Hijo, tienes veinticinco años ¿no crees que tendría que buscar alguna novia?
Mamá, esto no se busca. Llega y punto.
Pero hijo, nunca has tenido ninguna relación… Sé que la gente en general no te gusta, pero podrías salir algún día con tus amigos y relacionarte con chicas.
Sabes que a mí este rollo no me gusta, además, hay demasiada gente en lugares demasiado pequeños.
Solo tengo miedo de que te quedes solo… Ahora te gusta, pero a lo mejor, dentro de unos años quieres a alguien y ya no lo encuentras.
-Si te quedas más tranquila, ya saldré algún día.
Ese día nunca llegó y cada vez se adentró más a su soledad.

Los ladridos de Trueno le quitaron de su ensimismamiento. Estaban en un parque y este quería que le lanzara un palo. Recogió uno del suelo y lo lanzó lo más lejos que pudo. Cuando le lanzó el palo per tercera vez el perro ya no lo fue a buscar. Se puso a gemir entre sus piernas y a lamerle las manos y los pantalones. Luis sonrió. Lo conocía tan bien a ese perro... Notaba cuando estaba contento y alegre pero también cuando se sentía triste y cansado. Cuando gemía era que lloraba sus penas con él y en su idioma le decía:
Amigo mío, no llores, yo siempre estaré contigo. Siempre tendrás a tu fiel compañero que nunca te abandonará.
Entonces, Luis lo abrazaba con todas sus fuerzas y el perro se quedaba quieto, lamiéndole las orejas y gimiendo, hasta que él se calmaba. Ese día una lágrima solitaria, como él, le cayó por la mejilla izquierda.

Aquella noche Luis casi no durmió. No podía dejar de pensar en los dibujos de aquella chica desconocida, de la cual no había visto ni su rostro. Y también pensó en su madre y la echó de menos.
Al día siguiente, quería encontrar la propietaria de esos dibujos y devolvérselos. No sabía si ella los echaría de menos o si los había dibujado ella, pero la quería encontrar y dárselos, y ver finalmente vez su rostro. Empezó el día como siempre. Se duchó, se afeitó, se vistió, bajó al bar a desayunar y sacó a pasear a Trueno. Por primera vez, el trabajo le parecía demasiado monótono y aburrido, y se cuestionó cómo no lo había aborrecido antes. En el autobús de vuelta a casa se sentó en el mismo sitio y esperó impaciente ver entrar a la chica desconocida. No la vio. Estuvo semanas esperando verla entrar en el autobús y al final dejó de esperar. La carpeta seguía donde la había dejado y no la volvió a tocar hasta que un día, esperando el autobús para ir a trabajar vio el cartel colgado en una farola.  El cartel decía que se buscaba una carpeta azul con unos dibujos dentro y se pedía por favor que se devolviera, ya que tenía un valor sentimental muy grande. Daba una recompensa de cincuenta euros. Luis miró el cartel y se apuntó en un papelito el número de teléfono. Cuando llegó a la oficina llamó. Nunca antes se había sentido tan nervioso.
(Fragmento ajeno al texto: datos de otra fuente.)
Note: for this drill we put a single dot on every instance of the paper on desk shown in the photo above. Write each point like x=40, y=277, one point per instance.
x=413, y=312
¿Si? – dijo una voz aguda.
Hola, - contestó Luis casi tartamudeando. – llamo porque creo que tengo tu carpeta con dibujos.
-¿En serio? – pregunto la voz ilusionada. – Muchas gracias por llamar. Ahora no puedo hablar, ¿te parece bien quedar en un bar y me la das?
Claro, dime dónde y te la llevo.
Quedaron al día siguiente en un bar cerca de casa de Luis. Este, estaba muy emocionado y casi sentía como si tuviera una cita.  Ese día no se concentró en ninguna tarea y cuando llegó a casa lucía una gran sonrisa en los labios. Intuía que alguna cosa iba a cambiar. Trueno lo saludó con los ladridos más altos que supo hacer y ese día había una felicidad en su vida inexplicable, pero presente.